PowerGridModel / power-grid-model

Python/C++ library for distribution power system analysis
Mozilla Public License 2.0
143 stars 30 forks source link

[FEATURE] *Validity Check and Bad Data Handling in State Estimation* #641

Open sudo-ac opened 3 months ago

sudo-ac commented 3 months ago

The new feature should introduce a function to calculate the expected value $E$ and the actual value of the minimization function $J(x)$. If $J(x)$ lies within the 3-sigma band, the result of the state estimation is considered valid. Additionally, bad data should not be included in the determination of $J(x)$, or should only be considered with an adjusted weight in the calculation of $J(x)$.

Detailed Description:

  1. Calculation of Expected Value $E$ and Variance of $E$:

    • The function should calculate the expected value $E$ as $E = m - n$, where:
      • $m$ is the number of measurements.
      • $n$ is the number of state variables ( = 2 * Number of Busses - Slack )
    • The variance $\sigma_J^2$ should be calculated as $\sigma_J^2 = 2(m - n)$. so: $\sigma_J = sqrt(2*(m-n))$
  2. Calculation of Minimization Function $J(x)$:

    • The function should compute ( J(x) ) as the sum of the weighted squared residuals:

      $J(x) = \sum_{i=1}^{m} \left( \frac{r_i}{\sigma_i} \right)^2$

    • The residual $r_i$ is defined as $r_i = z_i - h_i(x)$, where $z_i$ is the measurement and $h_i(x)$ is the predicted value based on the state $x$.

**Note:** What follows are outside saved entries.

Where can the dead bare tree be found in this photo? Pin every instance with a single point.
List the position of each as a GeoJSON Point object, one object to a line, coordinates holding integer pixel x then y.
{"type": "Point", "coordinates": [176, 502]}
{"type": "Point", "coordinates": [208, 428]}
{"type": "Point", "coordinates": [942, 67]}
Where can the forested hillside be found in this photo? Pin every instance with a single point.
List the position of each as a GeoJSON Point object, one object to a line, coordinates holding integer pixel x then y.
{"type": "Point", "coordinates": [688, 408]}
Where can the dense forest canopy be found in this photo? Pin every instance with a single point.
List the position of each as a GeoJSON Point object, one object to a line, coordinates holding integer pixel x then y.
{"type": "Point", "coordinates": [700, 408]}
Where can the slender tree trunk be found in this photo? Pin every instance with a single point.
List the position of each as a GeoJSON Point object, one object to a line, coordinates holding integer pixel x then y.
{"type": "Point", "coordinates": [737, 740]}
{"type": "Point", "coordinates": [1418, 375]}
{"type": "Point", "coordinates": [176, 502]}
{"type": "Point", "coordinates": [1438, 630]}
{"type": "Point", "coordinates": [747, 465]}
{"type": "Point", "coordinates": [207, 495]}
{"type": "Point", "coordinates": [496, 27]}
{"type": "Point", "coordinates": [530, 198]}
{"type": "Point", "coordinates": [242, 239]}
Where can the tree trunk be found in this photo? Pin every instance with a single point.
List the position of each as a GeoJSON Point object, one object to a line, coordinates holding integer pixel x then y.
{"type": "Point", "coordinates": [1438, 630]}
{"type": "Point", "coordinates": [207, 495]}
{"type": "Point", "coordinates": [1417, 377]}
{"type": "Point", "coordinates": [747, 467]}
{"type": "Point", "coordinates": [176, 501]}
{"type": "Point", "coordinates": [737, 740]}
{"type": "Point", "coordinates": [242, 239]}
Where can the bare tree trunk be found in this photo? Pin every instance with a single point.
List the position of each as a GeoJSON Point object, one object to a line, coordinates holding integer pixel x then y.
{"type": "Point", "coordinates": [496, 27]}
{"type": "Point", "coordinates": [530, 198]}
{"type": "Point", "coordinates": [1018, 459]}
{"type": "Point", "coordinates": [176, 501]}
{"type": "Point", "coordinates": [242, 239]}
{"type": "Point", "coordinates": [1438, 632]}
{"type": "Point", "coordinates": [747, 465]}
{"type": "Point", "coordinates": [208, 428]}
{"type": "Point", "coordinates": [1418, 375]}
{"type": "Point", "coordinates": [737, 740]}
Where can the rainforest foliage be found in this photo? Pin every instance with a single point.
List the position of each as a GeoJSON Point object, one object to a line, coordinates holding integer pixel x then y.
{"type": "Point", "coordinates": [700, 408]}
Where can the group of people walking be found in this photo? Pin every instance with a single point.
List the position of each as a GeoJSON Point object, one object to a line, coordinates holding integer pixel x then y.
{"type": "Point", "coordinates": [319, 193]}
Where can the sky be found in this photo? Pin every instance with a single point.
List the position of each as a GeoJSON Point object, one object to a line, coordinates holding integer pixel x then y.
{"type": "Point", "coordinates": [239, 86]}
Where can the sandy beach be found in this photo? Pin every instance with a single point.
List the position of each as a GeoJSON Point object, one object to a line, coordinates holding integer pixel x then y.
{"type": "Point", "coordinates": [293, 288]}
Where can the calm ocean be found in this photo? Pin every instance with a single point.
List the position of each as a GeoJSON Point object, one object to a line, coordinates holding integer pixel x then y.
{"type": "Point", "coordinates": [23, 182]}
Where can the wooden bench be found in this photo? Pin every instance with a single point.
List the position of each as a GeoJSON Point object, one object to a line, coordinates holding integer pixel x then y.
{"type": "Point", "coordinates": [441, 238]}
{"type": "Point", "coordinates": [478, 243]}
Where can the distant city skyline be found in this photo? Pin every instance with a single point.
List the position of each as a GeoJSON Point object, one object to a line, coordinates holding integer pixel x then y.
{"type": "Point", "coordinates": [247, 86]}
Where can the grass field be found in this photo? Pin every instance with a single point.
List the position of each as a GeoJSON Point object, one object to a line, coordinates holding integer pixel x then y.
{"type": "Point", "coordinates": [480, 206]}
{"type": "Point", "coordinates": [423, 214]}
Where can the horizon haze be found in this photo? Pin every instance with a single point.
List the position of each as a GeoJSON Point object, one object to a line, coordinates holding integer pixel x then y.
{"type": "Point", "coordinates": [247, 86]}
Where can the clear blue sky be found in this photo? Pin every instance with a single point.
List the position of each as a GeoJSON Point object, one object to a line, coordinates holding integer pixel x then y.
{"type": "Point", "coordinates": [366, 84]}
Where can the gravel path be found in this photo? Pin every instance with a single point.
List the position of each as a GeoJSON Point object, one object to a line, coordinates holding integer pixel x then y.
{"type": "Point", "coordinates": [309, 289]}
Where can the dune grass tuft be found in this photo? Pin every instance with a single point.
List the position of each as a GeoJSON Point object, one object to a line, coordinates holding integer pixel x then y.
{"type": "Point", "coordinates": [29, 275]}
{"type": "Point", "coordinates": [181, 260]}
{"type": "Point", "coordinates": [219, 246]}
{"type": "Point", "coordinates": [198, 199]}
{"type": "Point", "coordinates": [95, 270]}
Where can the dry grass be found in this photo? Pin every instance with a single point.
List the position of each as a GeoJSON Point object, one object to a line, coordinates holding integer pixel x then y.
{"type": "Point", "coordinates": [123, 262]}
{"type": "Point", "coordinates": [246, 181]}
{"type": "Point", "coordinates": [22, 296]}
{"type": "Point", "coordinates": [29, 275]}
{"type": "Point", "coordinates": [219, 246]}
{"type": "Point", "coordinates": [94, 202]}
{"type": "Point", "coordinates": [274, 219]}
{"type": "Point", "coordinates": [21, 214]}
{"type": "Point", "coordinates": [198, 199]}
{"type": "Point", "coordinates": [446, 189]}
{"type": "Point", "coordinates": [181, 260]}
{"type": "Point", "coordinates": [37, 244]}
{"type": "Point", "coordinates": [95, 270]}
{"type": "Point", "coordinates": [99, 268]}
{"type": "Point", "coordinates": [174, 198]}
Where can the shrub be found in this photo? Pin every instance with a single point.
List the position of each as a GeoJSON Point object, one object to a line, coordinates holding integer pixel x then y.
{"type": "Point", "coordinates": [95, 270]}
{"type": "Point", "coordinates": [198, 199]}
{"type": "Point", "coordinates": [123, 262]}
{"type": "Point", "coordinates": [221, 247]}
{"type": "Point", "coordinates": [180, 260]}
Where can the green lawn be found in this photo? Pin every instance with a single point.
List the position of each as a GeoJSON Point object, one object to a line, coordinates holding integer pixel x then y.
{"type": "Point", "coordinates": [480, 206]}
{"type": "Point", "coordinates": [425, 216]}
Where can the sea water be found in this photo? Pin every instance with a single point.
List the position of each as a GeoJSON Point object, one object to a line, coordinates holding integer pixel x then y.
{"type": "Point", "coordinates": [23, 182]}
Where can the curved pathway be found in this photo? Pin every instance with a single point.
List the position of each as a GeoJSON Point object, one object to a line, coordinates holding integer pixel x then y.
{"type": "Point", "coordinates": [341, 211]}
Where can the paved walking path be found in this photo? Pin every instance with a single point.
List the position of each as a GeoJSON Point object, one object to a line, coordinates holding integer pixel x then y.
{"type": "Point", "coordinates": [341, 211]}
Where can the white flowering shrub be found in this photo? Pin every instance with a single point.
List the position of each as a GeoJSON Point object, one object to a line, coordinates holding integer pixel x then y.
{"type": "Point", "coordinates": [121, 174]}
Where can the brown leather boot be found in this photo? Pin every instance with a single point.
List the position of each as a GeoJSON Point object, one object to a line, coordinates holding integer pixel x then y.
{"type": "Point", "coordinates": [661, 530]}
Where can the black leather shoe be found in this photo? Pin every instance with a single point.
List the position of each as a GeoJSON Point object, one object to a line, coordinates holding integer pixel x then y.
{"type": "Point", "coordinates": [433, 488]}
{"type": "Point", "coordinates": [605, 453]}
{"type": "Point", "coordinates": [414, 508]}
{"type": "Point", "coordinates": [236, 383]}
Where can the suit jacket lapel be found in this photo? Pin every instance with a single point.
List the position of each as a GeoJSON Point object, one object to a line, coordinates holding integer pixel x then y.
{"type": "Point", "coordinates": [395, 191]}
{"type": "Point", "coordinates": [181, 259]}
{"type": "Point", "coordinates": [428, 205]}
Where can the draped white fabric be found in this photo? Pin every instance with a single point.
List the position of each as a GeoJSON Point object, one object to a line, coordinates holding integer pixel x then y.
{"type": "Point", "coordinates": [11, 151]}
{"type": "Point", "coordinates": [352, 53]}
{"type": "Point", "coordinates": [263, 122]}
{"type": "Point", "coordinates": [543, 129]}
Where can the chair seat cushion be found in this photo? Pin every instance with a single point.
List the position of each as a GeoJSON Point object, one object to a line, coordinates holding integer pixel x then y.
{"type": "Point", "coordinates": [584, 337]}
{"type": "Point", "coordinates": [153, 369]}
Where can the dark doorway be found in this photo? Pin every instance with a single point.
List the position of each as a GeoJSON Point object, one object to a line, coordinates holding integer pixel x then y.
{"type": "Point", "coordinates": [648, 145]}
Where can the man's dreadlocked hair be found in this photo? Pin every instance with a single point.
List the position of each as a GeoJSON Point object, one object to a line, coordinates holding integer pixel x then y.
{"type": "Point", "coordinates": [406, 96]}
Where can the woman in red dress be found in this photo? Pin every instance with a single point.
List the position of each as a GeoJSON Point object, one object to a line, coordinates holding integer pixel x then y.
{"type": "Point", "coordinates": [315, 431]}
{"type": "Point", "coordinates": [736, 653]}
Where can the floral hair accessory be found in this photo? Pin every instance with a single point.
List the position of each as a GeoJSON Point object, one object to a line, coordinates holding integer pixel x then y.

  3. Validity Check within the 3-Sigma Band:

    • Check if $J(x)$ lies within the 3-sigma band: $E - 3\sigma_J < J(x) < E + 3\sigma_J$.
    • If $J(x)$ lies within this range, the result of the state estimation is considered valid.
  4. Handling Bad Data:

    • Bad data can be detected by evaluating the residual $r_i$. If $|r_i|$ exceeds a threshold, the data is considered bad. The threshold can be defined as follows: $|r_i| > \alpha \cdot \sigma_i $, where $\alpha$ is typically in the range of 3 to 5.
    • Bad data should be excluded from the calculation of $J(x)$ or included with an adjusted weight $w$. The adjusted weight can be calculated as:

      $w_i^{\text{new}} = \frac{w_i}{1 + \alpha \cdot \frac{r_i^2}{\sigma_i^2}}$

sudo-ac commented 3 months ago

see also #377

TonyXiang8787 commented 3 months ago

Hi @sudo-ac,

This is an interesting proposal. If I understand correctly, this is the normalized residual test, right?

Your expected value $E$ is the number of over-determined measurements in the system.

sudo-ac commented 3 months ago

Thank you for your interest. Yes, you are correct, this is the normalized residual test. The expected value, as mentioned, is indeed the number of over-determined measurements in the system. This approach helps in validating the state estimation by ensuring that the computed residuals fall within the acceptable range defined by the 3-sigma band. Additionally, handling bad data appropriately will enhance the accuracy and reliability of the state estimation.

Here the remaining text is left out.